What sizes of Pal-GHK are available from AminoCore Research?

AminoCore Research offers Pal-GHK (palmitoyl tripeptide-1) as a lyophilized powder in research-scale quantities suitable for in vitro fibroblast studies and topical cosmetic formulation development. Standard offerings typically include small milligram-scale vials appropriate for laboratory-scale formulation trials, with purity specified at greater than or equal to 98% by HPLC. Each lot is accompanied by a Certificate of Analysis documenting peptide content, purity, and identity verification. The product is intended exclusively for in vitro research and cosmetic formulation testing and is not supplied for human or veterinary use.

What concentration of Pal-GHK is used in cosmetic research formulations?

In cosmetic formulation research, palmitoyl tripeptide-1 is typically incorporated at 2 to 10 parts per million (0.0002% to 0.001%) of free peptide in the final product. Commercial premix complexes such as Matrixyl, which combine Pal-GHK with palmitoyl tetrapeptide-7 in a glycerin or butylene glycol base, are generally used at 3-8% of the total formulation, delivering the equivalent low-ppm dose of active peptide. Research literature suggests that effect sizes scale with consistent twice-daily application over 4-8 weeks, with measurable changes in wrinkle depth and skin micro-relief typically reported after 28-56 days of use.

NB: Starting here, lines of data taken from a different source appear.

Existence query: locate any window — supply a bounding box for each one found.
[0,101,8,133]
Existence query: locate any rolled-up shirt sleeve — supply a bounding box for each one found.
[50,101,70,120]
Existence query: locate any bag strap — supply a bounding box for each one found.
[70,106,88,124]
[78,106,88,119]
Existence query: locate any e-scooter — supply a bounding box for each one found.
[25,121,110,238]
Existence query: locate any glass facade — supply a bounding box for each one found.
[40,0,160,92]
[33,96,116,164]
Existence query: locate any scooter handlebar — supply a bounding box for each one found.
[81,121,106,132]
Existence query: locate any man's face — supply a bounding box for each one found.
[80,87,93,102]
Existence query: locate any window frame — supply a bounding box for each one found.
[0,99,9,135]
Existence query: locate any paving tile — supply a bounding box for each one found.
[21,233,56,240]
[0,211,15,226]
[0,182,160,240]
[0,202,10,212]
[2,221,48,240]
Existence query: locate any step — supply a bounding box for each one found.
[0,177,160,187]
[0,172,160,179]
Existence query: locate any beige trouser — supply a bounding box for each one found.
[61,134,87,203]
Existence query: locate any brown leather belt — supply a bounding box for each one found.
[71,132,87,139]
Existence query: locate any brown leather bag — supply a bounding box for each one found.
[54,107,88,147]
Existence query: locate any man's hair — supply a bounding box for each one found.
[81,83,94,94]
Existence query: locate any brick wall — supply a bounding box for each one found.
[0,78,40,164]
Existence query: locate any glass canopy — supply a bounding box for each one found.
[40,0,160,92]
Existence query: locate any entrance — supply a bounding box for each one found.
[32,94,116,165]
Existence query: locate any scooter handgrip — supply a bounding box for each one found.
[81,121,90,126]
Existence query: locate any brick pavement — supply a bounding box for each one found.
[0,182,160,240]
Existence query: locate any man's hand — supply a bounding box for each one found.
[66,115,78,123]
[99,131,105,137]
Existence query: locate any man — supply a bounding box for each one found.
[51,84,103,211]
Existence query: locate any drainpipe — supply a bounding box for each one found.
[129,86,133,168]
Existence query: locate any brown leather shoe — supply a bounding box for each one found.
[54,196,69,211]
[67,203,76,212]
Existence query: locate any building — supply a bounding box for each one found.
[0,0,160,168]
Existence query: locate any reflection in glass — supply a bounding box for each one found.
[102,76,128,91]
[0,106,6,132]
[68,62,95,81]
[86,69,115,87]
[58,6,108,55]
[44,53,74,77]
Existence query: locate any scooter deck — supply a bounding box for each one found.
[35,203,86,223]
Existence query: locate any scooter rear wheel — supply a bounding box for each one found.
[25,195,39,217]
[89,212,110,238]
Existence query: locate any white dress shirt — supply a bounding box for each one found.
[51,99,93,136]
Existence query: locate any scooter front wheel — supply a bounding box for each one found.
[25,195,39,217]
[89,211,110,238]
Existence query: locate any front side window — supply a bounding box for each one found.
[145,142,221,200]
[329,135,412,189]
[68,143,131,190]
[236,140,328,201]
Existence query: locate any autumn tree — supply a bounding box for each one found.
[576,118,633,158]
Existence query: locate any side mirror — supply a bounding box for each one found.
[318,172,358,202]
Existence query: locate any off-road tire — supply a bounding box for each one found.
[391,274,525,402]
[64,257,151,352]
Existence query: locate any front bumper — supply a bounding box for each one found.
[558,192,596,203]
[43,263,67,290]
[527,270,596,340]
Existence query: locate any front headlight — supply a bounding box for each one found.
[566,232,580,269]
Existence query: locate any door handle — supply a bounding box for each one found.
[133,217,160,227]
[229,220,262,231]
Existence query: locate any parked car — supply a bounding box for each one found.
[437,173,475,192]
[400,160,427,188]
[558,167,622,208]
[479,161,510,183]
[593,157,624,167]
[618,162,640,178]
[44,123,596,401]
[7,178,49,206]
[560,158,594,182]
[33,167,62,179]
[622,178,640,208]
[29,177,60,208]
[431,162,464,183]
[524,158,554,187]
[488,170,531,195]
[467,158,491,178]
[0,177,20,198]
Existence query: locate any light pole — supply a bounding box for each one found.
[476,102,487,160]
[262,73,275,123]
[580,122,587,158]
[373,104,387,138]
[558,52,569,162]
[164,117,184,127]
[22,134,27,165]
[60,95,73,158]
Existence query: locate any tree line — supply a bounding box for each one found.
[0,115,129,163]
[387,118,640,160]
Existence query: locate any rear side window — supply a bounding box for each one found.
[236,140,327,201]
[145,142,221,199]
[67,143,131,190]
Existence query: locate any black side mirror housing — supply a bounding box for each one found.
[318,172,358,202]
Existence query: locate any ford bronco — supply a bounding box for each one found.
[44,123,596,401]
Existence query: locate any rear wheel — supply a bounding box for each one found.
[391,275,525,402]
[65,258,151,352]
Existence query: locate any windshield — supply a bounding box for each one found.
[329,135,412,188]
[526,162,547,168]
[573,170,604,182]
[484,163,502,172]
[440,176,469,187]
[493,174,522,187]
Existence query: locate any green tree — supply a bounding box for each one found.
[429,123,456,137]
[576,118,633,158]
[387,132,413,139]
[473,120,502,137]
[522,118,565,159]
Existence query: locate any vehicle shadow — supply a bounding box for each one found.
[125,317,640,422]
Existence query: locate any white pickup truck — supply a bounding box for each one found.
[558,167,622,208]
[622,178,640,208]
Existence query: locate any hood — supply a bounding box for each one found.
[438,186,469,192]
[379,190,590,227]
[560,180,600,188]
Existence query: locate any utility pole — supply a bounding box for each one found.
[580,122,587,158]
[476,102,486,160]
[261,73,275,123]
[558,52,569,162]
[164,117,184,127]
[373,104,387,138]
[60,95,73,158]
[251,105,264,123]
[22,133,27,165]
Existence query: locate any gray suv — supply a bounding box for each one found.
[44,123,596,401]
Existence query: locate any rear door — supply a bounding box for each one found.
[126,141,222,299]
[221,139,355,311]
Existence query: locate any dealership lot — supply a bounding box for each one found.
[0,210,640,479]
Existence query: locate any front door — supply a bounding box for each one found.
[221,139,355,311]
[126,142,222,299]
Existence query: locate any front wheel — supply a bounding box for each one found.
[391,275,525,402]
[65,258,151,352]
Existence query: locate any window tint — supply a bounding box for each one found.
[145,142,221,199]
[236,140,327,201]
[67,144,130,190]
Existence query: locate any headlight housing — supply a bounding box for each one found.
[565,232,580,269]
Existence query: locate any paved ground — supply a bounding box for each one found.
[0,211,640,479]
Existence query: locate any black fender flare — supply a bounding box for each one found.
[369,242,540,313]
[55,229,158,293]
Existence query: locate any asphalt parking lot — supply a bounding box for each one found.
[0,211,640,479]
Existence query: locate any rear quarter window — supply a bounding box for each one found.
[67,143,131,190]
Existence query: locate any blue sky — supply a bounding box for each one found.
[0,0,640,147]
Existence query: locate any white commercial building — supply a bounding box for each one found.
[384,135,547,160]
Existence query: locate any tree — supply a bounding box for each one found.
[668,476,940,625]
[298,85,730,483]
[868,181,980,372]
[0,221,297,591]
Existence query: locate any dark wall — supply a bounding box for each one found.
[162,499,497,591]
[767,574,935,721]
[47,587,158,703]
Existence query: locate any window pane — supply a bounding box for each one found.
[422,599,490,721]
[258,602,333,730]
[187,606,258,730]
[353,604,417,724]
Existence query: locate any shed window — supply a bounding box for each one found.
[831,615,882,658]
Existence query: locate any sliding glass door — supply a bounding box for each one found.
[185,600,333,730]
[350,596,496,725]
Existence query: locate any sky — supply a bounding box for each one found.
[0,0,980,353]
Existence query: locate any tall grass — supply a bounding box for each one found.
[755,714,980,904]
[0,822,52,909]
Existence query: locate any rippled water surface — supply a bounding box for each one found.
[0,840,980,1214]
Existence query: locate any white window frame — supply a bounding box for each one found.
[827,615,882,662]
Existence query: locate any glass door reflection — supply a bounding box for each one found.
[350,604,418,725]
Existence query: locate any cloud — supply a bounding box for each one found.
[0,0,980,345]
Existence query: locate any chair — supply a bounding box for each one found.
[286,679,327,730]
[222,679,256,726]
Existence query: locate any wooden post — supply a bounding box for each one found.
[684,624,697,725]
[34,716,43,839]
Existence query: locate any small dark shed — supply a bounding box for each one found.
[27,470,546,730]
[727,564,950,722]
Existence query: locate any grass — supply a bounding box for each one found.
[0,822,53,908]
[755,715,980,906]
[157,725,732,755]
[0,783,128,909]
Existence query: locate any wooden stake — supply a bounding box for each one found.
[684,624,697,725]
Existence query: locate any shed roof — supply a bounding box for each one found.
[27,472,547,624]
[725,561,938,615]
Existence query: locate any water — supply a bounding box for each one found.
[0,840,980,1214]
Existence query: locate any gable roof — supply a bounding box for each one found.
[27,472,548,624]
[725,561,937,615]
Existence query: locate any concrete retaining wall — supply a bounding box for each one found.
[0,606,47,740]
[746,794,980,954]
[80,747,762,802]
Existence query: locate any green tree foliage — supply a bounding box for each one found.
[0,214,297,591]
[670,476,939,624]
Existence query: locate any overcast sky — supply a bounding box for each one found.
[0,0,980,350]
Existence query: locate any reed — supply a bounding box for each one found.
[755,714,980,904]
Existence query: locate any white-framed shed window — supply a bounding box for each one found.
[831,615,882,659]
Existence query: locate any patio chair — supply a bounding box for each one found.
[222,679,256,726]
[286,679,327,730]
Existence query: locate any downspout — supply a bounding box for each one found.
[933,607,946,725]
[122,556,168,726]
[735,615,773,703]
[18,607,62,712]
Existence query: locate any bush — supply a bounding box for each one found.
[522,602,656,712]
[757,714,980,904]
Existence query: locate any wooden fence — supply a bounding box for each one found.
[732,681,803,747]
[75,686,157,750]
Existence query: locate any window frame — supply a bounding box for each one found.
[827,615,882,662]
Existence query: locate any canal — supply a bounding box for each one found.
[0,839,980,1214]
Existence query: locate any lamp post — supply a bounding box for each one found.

Does Pal-GHK require copper for activity like GHK-Cu?

No, palmitoyl tripeptide-1 (Pal-GHK) does not require copper coordination for its proposed cosmetic activity, distinguishing it mechanistically from GHK-Cu. While native GHK exhibits high affinity for copper(II) ions and many of its regenerative effects in wound healing research are mediated through the GHK-Cu complex, the palmitoylated form is designed to act primarily as a lipid-conjugated matrikine signal. The palmitoyl chain enhances stratum corneum penetration and allows the tripeptide moiety to reach dermal fibroblasts where it can engage receptor-level signaling independent of copper transport. This makes Pal-GHK preferable in formulations where copper-induced color, oxidation, or vitamin C incompatibility would be problematic.

For laboratory and research use only. Not intended for human or animal consumption. All product information is derived from published preclinical research and does not constitute medical advice or claims.